National security will nonetheless alter the terms of the export debate and give it a sharper political edge ahead of US midterm elections in November.

The opponents of gas exports are led by companies, notably Dow Chemical, that want cheap US gas as a feedstock. On Wednesday, a group of manufacturers called the Industrial Energy Consumers of America said that exporting gas was the wrong geopolitical solution: instead the US should export hydraulic fracturing technology to let others extract gas from their own shale.

Also opposed to gas exports are environmentalists, who say an increase in overseas sales would spur more gas production and potentially greater pollution.

The pro-export lobby is led by the oil and gas industry and its trade group the American Petroleum Institute, which says more exports would create more US jobs. This week it embraced the geopolitical role of gas, too. "Our LNG exports could significantly strengthen the global energy market against crisis and manipulation,” said Erik Milito, an API director.

Eastern European countries that depend on Russian gas are also urging the Obama administration and Congress to loosen restrictions.

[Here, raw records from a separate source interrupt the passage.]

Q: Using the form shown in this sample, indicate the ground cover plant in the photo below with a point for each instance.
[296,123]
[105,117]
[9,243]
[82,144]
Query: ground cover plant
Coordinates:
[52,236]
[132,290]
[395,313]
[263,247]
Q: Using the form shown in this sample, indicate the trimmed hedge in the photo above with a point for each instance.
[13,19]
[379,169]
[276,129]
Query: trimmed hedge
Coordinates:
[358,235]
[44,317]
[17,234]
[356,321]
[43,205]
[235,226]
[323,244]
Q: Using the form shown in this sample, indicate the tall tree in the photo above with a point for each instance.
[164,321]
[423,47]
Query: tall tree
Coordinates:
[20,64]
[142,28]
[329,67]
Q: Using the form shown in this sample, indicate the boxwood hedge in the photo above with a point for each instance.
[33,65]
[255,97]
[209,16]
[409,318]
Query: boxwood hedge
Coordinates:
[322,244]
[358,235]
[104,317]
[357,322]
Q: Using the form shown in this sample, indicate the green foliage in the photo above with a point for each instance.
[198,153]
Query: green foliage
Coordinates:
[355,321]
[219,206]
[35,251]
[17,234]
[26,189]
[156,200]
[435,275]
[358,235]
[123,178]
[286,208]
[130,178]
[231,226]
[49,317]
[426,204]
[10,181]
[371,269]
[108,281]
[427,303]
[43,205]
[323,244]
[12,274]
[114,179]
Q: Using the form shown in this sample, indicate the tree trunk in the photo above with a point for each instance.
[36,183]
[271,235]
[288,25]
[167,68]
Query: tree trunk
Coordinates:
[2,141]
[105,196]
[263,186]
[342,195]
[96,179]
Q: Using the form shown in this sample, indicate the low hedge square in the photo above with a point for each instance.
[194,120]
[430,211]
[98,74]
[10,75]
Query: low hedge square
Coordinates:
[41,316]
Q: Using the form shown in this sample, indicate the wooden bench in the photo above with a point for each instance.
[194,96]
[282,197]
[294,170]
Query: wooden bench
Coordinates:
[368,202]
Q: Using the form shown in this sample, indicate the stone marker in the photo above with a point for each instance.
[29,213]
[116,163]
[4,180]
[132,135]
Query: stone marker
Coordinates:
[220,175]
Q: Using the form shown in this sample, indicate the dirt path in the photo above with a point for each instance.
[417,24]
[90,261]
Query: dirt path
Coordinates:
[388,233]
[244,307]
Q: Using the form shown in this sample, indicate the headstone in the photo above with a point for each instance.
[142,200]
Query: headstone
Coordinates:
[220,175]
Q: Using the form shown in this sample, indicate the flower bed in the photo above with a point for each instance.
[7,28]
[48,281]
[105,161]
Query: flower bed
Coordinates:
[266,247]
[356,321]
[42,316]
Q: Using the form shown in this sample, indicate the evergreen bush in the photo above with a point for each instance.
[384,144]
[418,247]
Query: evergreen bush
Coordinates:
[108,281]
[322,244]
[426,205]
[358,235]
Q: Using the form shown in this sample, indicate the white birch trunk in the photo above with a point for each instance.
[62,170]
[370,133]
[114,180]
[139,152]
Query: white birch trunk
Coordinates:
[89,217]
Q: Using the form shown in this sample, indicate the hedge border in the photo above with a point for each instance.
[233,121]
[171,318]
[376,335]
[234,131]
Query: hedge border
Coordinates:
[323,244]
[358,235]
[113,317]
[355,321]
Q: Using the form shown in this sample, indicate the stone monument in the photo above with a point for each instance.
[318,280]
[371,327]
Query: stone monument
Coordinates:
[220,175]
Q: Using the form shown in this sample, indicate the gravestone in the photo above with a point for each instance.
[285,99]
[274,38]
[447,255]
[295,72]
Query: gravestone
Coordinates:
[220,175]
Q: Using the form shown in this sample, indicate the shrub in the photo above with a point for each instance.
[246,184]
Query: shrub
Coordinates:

The US gas price benchmark is roughly half the price in Europe and one-quarter of the price in Asia – and both the pro- and anti-export camps argue that their preferred option would keep American prices low

Lithuania gets all its natural gas from Russia and is building an LNG terminal where it would like to bring American LNG. Rolandas Kačinskas, deputy mission chief at its Washington embassy, says: "We had the urgency already. Events in Ukraine proved once again that we have to pursue this policy without further delay.”

The politics of energy exports have as much to do with the geography of production and consumption as the Republican versus Democrat divide. Mark Udall, a Democratic senator from gas-producing Colorado, this week said the US should export his state’s natural gas to counter Russian aggression.

In states that consume more than they produce, politicians care about the effect of natural gas exports on the price that consumers pay for electricity and heating fuel.

The US gas price benchmark is roughly half the price in Europe and one-quarter of the price in Asia – and both the pro- and anti-export camps argue that their preferred option would keep American prices low.

Uncertainty over who is right has been a reason for politicians to avoid the issue. But Scott Lincicome of the Cato Institute, a free-market think-tank, says: "The Ukraine situation could provide impetus for politicians that didn’t really want to get into this in an election year to address it. They might be forced to.”